Screenshots and data used in Citizen Lab report: Tracing the Path of a Censored Weibo Post and Compiling Keywords that Trigger Automatic Review
#Data
- Part 1: Weibo search data of CDT keywords, tested May 2014 and Nov 2014 (CSV)
- Part 2 & 3: [Weibo censorship testing data of probable automatic review keywords, tested Nov 8, 2014 and Nov 10, 2014
- 66 keywords which cannot be posted to Weibo according to our preliminary test (explicit filtering)
- 14 keywords which return a data error (implicit filtering)
- 133 keywords which cause posts to be invisible and camouflaged
#Screenshots:
- Explicit filtering message (box 1 in Figure 1): Chinese | English
- Implicit filtering message (box 3 in Figure 1): Chinese | English
- Comparison of missing messages in timeline due to “camouflaged”/invisible posts (box 2A1 in Figure 1): own timeline vs when viewed by another user
- Message when visiting deleted weibo post (box 4a in Figure 1): screenshot
- Post deletion message in inbox (box 4a in Figure 1): screenshot
- Account warning, 48 hour ban (box 4C in Figure 1): screenshot
- Account abnormal notice (box 4C in Figure 1): screenshot
Fig 1. Possible pathways for a Weibo post
#Summary of Report
- Part 1: Weibo has removed their conventional censorship notice from searches on the site. This may be a bellwether for enhanced censorship on the site due to a particularly sensitive period in Chinese politics or it may mark a shift toward more obscured censorship. Or it may simply be Weibo testing out new tactics.
- Part 2: Automatic review of content refers to moderating messages before they get circulated widely. A number of studies have described these mechanisms, which include keywords which trigger your post to become hidden or your inability to post in the first place. We sought to outline with more clarity the pathways a Weibo post might take—from submission to potential censorship.
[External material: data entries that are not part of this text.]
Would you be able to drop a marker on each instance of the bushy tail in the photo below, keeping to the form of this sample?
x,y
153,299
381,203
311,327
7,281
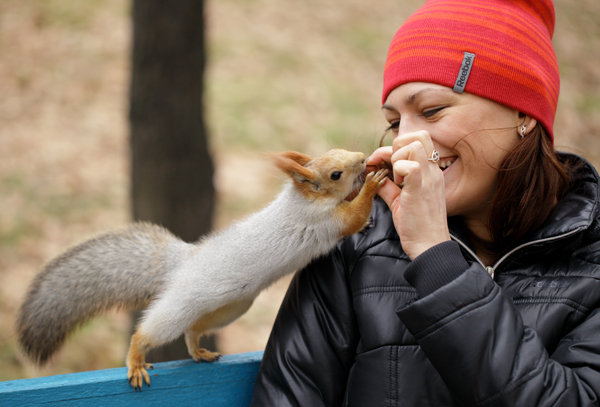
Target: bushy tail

- Part 3: We accomplished the above by posting sensitive keywords and tracking how they were censored or not based on a number of factors. This is only a preliminary set of tests and will hopefully serve as a basic methodology for others who are interested to generate more rigorous testing.
- Data and screenshots: We’ve posted to Github the data used for this test, lists of suspected keywords which trigger automatic review, as well as the screenshots of the various censorship messages.